As an analogy, consider the experience of color. People experience colors as discrete categories: blue, red, yellow, and so on, and these categories vary in different cultures. The physics of color, however, is actually continuous, with wavelengths measured in nanometers along a scale from ultraviolet to infrared. When a person experiences an object as "blue", she is (unconsciously) using her color concepts to categorize this wavelength. And in fact, people experience a whole range of wavelengths as "blue."

Likewise, emotions are commonly thought of as discrete and distinct — fear, anger, happiness — while affect (produced by interoception) is continuous. The theory of constructed emotion suggests that at a given moment, the brain predicts and categorizes the present moment (of continuous affect) via interoceptive predictions and the "emotion concepts" from one's culture, to construct an instance of emotion, just as one perceives discrete colors. This process instantiates the experience of "having an emotion".

For example, if someone's brain predicts the presence of a snake as well as the unpleasant affect that would result upon encountering a snake ("interoceptive prediction"), that brain might categorize and construct an experience of "fear." This process takes place before any actual sensory input of a snake reaches conscious awareness.

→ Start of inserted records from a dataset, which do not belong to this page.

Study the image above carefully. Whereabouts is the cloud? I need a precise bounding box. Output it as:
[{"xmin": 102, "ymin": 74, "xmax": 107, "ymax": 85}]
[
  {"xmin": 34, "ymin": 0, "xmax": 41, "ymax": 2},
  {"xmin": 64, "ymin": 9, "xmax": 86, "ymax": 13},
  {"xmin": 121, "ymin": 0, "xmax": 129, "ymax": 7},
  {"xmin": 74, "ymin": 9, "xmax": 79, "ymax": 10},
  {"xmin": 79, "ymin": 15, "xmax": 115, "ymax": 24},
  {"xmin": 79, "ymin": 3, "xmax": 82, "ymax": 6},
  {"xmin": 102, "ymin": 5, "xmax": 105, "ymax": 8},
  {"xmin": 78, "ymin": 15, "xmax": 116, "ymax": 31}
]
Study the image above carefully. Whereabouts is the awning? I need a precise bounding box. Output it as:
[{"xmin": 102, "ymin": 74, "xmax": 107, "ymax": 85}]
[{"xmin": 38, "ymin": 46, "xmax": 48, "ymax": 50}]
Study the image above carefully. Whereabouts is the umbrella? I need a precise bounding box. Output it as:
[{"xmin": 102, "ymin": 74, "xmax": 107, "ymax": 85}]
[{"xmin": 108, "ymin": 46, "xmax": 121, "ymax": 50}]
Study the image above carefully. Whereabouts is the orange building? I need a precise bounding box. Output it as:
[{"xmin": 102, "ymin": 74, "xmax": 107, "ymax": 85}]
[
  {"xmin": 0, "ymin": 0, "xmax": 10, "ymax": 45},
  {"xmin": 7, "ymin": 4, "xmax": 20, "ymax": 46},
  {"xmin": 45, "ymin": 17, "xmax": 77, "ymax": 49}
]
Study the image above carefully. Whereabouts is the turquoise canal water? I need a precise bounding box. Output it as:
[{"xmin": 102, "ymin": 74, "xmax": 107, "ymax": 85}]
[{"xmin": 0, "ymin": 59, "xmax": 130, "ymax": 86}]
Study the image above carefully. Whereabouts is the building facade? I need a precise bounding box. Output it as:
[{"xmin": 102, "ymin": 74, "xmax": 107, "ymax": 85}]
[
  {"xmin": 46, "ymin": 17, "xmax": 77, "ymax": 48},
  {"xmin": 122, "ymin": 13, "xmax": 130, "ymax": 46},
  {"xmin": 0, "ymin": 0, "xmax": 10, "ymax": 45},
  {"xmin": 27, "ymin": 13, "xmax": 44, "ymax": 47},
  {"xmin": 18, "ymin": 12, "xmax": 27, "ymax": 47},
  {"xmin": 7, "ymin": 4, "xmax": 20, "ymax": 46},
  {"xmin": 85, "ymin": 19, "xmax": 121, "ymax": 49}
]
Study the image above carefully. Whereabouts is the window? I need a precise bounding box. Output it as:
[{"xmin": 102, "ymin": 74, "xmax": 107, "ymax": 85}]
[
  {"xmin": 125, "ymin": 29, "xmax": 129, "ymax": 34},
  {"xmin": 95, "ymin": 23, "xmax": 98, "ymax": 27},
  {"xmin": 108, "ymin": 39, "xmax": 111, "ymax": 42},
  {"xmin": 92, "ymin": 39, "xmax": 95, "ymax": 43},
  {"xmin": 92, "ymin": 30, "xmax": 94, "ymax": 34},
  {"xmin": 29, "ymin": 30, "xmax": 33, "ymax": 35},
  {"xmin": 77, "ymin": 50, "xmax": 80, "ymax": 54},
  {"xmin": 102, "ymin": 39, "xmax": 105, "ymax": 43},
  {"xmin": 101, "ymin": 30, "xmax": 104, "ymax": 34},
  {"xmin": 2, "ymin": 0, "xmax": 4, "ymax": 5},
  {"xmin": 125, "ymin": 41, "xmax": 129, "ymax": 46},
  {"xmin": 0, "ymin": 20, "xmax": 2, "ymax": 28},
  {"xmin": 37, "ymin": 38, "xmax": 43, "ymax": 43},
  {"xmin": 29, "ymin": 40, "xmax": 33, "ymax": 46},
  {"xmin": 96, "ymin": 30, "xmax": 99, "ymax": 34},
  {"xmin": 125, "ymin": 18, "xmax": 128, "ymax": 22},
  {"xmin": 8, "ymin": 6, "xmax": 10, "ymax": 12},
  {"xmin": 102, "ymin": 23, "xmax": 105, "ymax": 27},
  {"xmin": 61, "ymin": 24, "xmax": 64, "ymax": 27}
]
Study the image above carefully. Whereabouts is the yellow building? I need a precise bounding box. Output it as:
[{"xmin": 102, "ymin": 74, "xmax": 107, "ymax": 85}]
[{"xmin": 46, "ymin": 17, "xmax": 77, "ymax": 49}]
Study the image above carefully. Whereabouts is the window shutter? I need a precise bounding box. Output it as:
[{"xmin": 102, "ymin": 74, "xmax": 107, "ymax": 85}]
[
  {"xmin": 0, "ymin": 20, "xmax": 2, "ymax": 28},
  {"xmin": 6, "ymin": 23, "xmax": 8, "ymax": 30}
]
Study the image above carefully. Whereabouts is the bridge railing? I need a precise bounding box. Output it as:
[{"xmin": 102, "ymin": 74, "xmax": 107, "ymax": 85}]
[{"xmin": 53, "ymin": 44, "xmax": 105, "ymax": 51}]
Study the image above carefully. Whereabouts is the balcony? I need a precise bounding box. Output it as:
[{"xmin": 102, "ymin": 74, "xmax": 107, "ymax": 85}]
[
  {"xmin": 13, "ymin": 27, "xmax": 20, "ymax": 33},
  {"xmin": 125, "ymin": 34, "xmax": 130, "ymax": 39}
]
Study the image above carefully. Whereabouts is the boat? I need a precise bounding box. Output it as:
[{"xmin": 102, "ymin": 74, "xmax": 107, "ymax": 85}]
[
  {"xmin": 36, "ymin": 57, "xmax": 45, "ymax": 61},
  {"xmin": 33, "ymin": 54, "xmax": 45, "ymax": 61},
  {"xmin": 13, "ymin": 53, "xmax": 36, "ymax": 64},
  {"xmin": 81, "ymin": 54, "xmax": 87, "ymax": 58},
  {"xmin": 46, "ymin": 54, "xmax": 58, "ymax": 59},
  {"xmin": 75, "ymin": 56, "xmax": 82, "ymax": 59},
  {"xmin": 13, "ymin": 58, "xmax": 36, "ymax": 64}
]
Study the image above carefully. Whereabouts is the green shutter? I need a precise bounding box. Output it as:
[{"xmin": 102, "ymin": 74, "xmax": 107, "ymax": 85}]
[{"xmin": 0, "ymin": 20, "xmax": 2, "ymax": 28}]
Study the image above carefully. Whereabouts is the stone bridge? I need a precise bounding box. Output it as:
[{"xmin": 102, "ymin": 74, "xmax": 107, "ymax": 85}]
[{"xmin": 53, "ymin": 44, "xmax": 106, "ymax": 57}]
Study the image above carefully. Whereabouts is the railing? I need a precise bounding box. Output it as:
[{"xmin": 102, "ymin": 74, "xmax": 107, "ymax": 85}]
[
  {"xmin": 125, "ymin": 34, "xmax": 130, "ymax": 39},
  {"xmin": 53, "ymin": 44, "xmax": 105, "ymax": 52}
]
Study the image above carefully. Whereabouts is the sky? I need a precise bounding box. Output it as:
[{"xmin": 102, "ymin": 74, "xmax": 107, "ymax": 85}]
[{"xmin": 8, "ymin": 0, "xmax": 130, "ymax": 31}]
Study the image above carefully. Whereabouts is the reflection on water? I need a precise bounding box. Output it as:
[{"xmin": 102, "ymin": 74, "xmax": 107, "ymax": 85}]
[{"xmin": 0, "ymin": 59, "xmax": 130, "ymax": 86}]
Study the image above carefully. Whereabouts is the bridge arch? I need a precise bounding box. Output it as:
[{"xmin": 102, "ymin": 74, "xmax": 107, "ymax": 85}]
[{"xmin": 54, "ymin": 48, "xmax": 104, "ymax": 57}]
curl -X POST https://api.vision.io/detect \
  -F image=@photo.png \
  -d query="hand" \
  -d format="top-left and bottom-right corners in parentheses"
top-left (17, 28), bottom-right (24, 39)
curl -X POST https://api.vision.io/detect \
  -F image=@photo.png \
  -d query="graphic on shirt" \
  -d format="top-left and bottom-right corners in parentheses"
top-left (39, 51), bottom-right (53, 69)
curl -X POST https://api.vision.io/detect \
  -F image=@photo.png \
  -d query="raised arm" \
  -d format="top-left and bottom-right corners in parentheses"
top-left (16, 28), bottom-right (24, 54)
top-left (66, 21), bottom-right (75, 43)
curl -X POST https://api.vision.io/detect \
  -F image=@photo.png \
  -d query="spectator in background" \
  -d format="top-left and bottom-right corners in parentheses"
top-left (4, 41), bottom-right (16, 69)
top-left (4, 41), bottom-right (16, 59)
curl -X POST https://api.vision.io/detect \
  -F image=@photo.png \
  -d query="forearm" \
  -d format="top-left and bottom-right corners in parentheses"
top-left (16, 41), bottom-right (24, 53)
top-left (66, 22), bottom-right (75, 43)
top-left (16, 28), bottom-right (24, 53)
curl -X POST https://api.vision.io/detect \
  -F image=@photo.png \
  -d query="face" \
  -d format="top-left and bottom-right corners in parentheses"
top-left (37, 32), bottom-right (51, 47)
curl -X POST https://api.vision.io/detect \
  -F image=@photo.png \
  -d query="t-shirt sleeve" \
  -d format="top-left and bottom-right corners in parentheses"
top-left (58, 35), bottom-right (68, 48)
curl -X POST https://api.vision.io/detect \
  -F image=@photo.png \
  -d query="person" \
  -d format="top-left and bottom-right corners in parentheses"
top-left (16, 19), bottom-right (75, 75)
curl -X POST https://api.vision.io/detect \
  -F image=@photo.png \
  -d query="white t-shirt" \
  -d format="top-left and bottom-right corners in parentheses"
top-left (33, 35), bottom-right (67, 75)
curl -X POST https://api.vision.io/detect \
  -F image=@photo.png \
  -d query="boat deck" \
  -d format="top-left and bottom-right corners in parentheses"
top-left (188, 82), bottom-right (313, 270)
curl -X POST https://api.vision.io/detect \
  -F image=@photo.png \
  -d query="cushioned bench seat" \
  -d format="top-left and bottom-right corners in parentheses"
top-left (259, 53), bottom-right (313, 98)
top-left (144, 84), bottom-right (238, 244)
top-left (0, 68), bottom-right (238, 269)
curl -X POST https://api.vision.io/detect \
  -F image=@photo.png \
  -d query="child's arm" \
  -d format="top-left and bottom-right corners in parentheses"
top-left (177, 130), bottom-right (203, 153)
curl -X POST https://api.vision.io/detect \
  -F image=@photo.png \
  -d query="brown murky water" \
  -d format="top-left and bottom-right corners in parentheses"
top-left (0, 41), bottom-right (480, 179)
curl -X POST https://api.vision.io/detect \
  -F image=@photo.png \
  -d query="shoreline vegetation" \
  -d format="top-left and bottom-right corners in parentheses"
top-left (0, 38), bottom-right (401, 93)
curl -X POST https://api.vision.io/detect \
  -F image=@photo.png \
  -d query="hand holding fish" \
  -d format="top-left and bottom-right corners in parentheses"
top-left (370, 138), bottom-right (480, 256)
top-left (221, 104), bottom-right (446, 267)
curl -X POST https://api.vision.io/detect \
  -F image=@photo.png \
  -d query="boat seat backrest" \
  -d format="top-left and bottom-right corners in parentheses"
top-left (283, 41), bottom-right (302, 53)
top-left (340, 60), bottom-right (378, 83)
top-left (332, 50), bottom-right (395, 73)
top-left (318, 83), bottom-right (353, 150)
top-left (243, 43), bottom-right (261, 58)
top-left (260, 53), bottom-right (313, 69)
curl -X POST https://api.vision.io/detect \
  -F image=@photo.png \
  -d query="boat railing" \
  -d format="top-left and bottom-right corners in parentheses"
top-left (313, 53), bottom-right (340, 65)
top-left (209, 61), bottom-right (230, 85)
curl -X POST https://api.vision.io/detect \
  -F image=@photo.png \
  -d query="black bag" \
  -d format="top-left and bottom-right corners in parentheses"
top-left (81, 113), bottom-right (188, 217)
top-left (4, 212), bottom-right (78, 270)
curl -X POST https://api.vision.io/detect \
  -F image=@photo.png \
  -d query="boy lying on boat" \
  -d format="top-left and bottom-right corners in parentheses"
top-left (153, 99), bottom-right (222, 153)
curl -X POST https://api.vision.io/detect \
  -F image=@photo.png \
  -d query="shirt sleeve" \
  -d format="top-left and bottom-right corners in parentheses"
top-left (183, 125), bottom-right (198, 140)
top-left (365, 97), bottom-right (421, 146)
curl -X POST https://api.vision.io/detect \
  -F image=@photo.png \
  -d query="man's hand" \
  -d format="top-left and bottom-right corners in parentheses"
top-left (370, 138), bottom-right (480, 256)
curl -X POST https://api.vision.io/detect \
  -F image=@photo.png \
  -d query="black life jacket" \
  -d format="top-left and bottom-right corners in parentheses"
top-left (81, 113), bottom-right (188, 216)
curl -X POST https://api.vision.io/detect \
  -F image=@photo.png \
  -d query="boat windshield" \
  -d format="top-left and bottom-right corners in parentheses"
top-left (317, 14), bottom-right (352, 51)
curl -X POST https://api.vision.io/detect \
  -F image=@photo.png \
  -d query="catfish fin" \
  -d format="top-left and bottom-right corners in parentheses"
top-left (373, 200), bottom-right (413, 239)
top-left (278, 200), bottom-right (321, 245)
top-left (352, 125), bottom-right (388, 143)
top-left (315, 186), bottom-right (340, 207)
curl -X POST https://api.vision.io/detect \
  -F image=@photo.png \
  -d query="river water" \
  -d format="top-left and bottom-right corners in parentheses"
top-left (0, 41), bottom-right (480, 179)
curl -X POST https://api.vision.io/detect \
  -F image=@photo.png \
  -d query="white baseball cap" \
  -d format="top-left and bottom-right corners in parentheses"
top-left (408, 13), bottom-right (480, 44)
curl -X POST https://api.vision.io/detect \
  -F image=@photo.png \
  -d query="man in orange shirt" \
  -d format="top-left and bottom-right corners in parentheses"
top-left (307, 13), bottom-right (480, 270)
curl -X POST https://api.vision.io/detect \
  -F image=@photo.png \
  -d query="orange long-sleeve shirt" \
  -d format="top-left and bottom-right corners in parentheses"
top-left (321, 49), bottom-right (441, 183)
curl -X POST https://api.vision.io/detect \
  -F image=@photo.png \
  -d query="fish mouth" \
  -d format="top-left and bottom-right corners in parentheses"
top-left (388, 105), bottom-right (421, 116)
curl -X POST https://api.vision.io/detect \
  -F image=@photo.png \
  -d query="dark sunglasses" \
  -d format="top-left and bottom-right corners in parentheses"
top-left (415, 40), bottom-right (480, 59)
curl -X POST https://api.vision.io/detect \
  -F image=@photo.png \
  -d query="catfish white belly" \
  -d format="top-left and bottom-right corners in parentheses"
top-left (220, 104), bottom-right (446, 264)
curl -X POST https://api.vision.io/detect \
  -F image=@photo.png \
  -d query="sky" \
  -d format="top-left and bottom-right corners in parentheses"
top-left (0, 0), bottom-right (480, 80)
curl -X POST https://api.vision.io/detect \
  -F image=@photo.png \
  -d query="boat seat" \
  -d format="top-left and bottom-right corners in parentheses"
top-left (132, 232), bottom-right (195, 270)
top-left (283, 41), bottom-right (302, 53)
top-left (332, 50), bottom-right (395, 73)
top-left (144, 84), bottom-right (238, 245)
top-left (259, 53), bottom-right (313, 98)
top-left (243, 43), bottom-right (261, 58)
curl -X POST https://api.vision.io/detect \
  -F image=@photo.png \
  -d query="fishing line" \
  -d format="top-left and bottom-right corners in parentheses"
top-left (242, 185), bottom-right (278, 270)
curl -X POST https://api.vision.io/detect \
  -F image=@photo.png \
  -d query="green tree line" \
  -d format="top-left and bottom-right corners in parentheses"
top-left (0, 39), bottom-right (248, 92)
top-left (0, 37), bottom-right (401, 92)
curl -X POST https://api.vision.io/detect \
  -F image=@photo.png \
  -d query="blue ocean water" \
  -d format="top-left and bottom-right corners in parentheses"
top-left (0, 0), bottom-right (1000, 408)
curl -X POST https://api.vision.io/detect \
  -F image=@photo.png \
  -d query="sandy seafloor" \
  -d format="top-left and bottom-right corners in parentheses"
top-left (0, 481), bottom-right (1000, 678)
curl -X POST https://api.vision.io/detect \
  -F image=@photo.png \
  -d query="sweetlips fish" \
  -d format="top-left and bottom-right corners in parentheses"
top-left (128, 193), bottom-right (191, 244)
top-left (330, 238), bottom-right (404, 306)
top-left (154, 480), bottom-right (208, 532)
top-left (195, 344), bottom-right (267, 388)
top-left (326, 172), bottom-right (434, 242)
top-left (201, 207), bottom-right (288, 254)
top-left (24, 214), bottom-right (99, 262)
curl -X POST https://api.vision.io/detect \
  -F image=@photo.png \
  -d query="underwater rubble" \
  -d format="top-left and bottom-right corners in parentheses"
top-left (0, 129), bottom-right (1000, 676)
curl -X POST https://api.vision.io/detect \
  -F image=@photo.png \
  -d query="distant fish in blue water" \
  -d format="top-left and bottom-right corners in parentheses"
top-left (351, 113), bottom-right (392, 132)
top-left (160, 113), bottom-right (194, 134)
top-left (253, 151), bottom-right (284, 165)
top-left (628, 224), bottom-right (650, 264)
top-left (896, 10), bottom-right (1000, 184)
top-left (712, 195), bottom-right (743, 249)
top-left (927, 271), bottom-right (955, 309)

In contrast, a "basic emotions" researcher would say that the person first sees the snake, and this sensory input triggers a dedicated "fear circuit" in the brain.

===Earlier incarnations of the theory===

Early incarnations of the theory were phrased in terms of core affect rather than interoception. Core affect is a neurophysiological state characterized along two dimensions:

- Pleasure vs. displeasure, measured along a continuous scale from positive to negative.
- High arousal vs. low arousal, measured along a continuous scale between these endpoints.

According to the original conceptual act model, emotion is generated when a person categorizes his/her core affective state using knowledge about emotion. This theory combines elements of linguistic relativity and affective neuroscience.

The term "core affect" was first used in print by Russell and Barrett in 1999 in Journal of Personality and Social Psychology where it is used to refer to the affective feelings that are part of every conscious state (as discussed by Wundt in his 1889 System der Philosophie). The term "core affect" also appears to have been used as a phrase that relates to neuropsychological understanding of behavior as a morbid affect at the roots of any type of human behavior.

== Other researchers ==
Joseph LeDoux has reached similar views.

The theory denies "essentialism" of brain areas exclusively dedicated to emotion, such as the seven primary affective systems proposed by the affective neuroscientist Jaak Panksepp. (Note that Barrett and Panksepp use the word "affect" to mean different things. Barrett defines affect as a basic feature of consciousness, akin to light and dark or loudness and softness, consisting of a combination of valence and arousal, consistent with the original definition of affect by Wilhelm Wundt. Panksepp uses the term in the plural, "affects," to refer to his proposed seven systems.) Panksepp characterized the theory of constructed emotion as an "attributional–dimensional constructivist view of human emotions [which] postulates that positive and negative core affects are the basic feelings—the primary processes—from which emotional concepts are cognitively and socially constructed". (Since the theory of constructed emotion is not about core affect, this statement likely refers to Barrett's older conceptual act theory.)